Ulusal yaşamın siyasal, ekonomik ve çağdaşlık yönünden değişik aydınlık kaynakları olmakla birlikte hepsinden önce dayanışma ve toplumsal barış gelir. Siyasal nedenlerle yürütülen karşıtlık ve hoşgörüsüzlük, yaşamı karartan davranış kötülükleri ve bozukluklarıdır. Birleştirici birçok bağın yadsınarak kavgaya dönüştürülen olumsuzluklara neden olan bağnazlık ve ilkellik tutumları insanlık niteliklerinin yadsınması(inkârı) ndan başka bir şey değildir.

Hukuksuzluğu etkinlik ve baskı aracı olarak kullanma heves ve alışkanlığındakilerin “reform” sözlerine inanmak güçtür. Geçmiş aykırılık ve çelişkileri gözetilince umutlanmak da olanaksızdır. Siyasal getiriler için girişilen siyasal gösteriler, beklentileri bugüne kadar doyurmamıştır ki bugünden sonra da gerçekleşebilsin. Oy sağlayıp kendi durumlarını sağlama bağlamaktan başka düşüncesi ve amacı olmayan yöneticilerin toplumu inandırması oldukça güçtür. Nutukla çözüm ve destek alma çabaları artık istenen desteği bulmuyor. Yaşanan olumsuzluklar ve aykırılıklar, “Lâf ”a bakma alışkanlığının geçtiğini gösteriyor.

Memur, işçi, emekli yurttaş çoğunluğu akçalı güçlükle kıvranırken Saray’ın lüks ve şatafatları, gösterişli yurtiçi ve yurtdışı gezileri, uçaklar, taşıtlar, çalışanlarla konuk sayılarının kabarıklığı tepkilere neden olmaktadır. Yurttaşların giderek büyüyen değişik güçlük ve sıkıntılarına çözüm yerini siyasal söylemlerle siyasal kabadayılığa ve gösterilere ağırlık verilmesine katlanmak beklenmemelidir. Yalana, dolana, abartıya, kavgaya, çirkinliğe karşıtlık toplumsa1 düzeyin göstergelerinden biridir.

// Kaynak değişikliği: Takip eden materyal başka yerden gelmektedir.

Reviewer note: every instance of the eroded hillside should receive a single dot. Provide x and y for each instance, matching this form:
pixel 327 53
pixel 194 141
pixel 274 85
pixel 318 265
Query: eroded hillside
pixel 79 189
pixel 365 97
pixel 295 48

Toplumsal barışın kaynağı ve dayanağı yurttaşların karşılıklı erdemli davranışıdır. Yaşamı çekilir kılan öğelerin başında güven, sevgi ve saygı gelir. İlişkilerinde bu değerlerden uzaklık ve yoksunluk bireyleri güçsüz ve niteliksiz kılar. Ama özellikle siyasal ortamdan kaynaklanan gerginlik ve karşıtlıklar, beklenen ve yaraşır olan dayanışmayı hemen kaldırır. Yaşamın güzellikleri, tadı ve yararlı etkileri anlayışsızlık ve kimi kişisel yanlışlıklarla geçersiz duruma düşer. Nedense kişisel ilişkilere gereken değeri vermiyor, özen göstermiyoruz. Bir birimizi kırmaktan kaçınmıyor, çekinmiyoruz. Özellikle siyasal nedenlerle karalamak ve kötülemek için her yola başvuruluyor.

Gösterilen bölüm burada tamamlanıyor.